# The surge pricing is just a way to "Herd" us into the areas they want us in.No surge,No tip,No ride



## UberxN.J.sucks (Dec 3, 2014)

*I am really getting tired of chasing the surge pricing for it to just end when I get there. i will now just wait to work when the surge is in my area. My new moto

No surge No tip No ride

I am done working for peanuts

And **** You Uber*


----------



## cybertec69 (Jul 23, 2014)

You must be new to this.


----------



## Andrew Zuckerman (Dec 26, 2014)

Surge is supposed to mean rides. I've been in a 2.4x surge area, right in the middle of it, for half hour and not gotten a single ride...

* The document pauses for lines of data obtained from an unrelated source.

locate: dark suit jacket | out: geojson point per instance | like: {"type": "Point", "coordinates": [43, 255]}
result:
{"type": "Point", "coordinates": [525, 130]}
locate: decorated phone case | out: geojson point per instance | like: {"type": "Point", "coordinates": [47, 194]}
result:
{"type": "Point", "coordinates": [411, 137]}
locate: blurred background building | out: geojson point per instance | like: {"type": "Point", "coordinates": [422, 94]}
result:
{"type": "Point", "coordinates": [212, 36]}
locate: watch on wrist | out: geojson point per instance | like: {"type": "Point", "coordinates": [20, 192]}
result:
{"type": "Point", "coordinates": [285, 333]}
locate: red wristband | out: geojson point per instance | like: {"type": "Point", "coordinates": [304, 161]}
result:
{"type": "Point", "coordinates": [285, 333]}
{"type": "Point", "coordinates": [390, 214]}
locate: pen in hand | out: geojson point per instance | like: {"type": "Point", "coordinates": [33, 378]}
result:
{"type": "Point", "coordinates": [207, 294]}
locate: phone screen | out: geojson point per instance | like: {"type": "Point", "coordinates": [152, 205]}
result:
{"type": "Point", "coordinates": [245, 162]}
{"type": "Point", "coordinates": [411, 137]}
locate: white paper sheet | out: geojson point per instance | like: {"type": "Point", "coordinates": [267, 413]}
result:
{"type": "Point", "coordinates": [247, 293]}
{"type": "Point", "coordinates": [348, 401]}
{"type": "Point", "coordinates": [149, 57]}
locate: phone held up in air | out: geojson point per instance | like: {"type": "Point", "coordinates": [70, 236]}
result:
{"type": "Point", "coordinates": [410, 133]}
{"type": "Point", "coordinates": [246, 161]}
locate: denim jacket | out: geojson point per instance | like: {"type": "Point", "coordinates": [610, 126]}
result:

This happens more often than actually getting a ride


----------



## gb21 (Dec 6, 2014)

I see this also in Pittsburgh. What I think is contributing to this is that the riders here have now caught on, and unless it's very late night or unbearably cold, they're waiting out the surge until it ends. So I'm guessing the surge is up, but after so long when Uber sees many aren't making or pull back there requests, they then call of the surge to make sure they make something.


----------



## Large (Dec 19, 2014)

Before I was a driver, I would always wait out the surge, 15-20 min and it was normal pricing again. Some people don't care about daddy's money but when it's your own it's different


----------